Huh? What does that mean? Social Security calculates progressively. The intent of the insurance is to provide a livable income to all retirees, not to give back what was paid in to the system. Social Security’s indexing reflects economic changes. It doesn’t just average earnings. It takes inflation into account.
That means a worker may see earlier earnings take on more weight than recent earnings. Social Security’s next formula takes a percentage of a worker’s average indexed monthly earnings and comes up with a primary insurance amount. Those percentages change at income breakpoints.

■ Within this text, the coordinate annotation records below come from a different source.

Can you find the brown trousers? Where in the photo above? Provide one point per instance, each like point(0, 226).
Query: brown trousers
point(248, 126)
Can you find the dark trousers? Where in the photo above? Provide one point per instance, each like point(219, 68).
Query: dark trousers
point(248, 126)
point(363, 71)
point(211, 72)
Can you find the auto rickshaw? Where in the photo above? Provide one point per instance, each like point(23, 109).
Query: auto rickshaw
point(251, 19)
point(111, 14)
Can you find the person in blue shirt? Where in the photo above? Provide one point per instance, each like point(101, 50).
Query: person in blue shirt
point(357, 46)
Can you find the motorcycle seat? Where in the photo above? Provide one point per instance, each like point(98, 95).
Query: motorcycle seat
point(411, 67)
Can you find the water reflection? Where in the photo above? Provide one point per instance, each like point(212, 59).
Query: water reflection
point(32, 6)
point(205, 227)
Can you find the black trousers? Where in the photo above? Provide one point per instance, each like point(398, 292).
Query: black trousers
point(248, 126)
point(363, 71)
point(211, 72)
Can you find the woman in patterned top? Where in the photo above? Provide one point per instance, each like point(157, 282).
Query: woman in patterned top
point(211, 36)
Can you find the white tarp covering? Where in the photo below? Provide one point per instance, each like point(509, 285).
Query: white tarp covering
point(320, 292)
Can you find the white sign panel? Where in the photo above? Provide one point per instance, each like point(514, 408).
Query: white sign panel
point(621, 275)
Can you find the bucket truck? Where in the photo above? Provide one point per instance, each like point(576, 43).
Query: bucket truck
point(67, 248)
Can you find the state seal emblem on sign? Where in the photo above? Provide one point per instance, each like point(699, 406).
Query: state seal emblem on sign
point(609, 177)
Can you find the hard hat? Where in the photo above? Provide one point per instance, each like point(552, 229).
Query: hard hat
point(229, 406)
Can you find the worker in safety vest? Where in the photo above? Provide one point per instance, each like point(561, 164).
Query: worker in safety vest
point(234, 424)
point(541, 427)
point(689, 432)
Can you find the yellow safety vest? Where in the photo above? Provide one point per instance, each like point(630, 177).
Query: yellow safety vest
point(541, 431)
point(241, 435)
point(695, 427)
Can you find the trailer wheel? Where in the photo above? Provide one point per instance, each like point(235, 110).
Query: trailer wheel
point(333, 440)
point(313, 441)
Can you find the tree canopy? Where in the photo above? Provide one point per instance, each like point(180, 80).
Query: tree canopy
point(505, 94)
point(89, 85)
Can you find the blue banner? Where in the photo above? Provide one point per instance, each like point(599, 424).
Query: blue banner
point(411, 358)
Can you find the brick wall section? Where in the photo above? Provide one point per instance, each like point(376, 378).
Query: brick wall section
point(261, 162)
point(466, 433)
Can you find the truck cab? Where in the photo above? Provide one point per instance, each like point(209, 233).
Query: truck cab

What are those percentages and what do those breakpoints look like? If a low-wage worker makes less than $10,000 per year, she may have almost all of her pre-retirement income returned. If a worker made an average of $30,000 per year over 35 years, she may see 50% of her pre-retirement income returned. For earners in the $100,000 bracket, that return could be as low as 25%.
The implications add unexpected complications to retirement planning. Deciding to take a higher-paying job or work an extra year or two will not necessarily add value to a Social Security account. Working longer can only have an impact on future benefits if you’ve had a short career and high earnings or if in you’re a long-term, low-wage worker. Be prepared. Go too far above an income breakpoint? Expect your returns to diminish.
Other factors in benefit calculations include your age of retirement, spousal and survivor benefits, and the Windfall Elimination Provision. It’s probably never a good idea to retire at 62 unless your spouse is the higher earner. If you have worked at a government job for any length of time in your career and have not paid into the Social Security system for that time, you may be subject to different insurance calculations.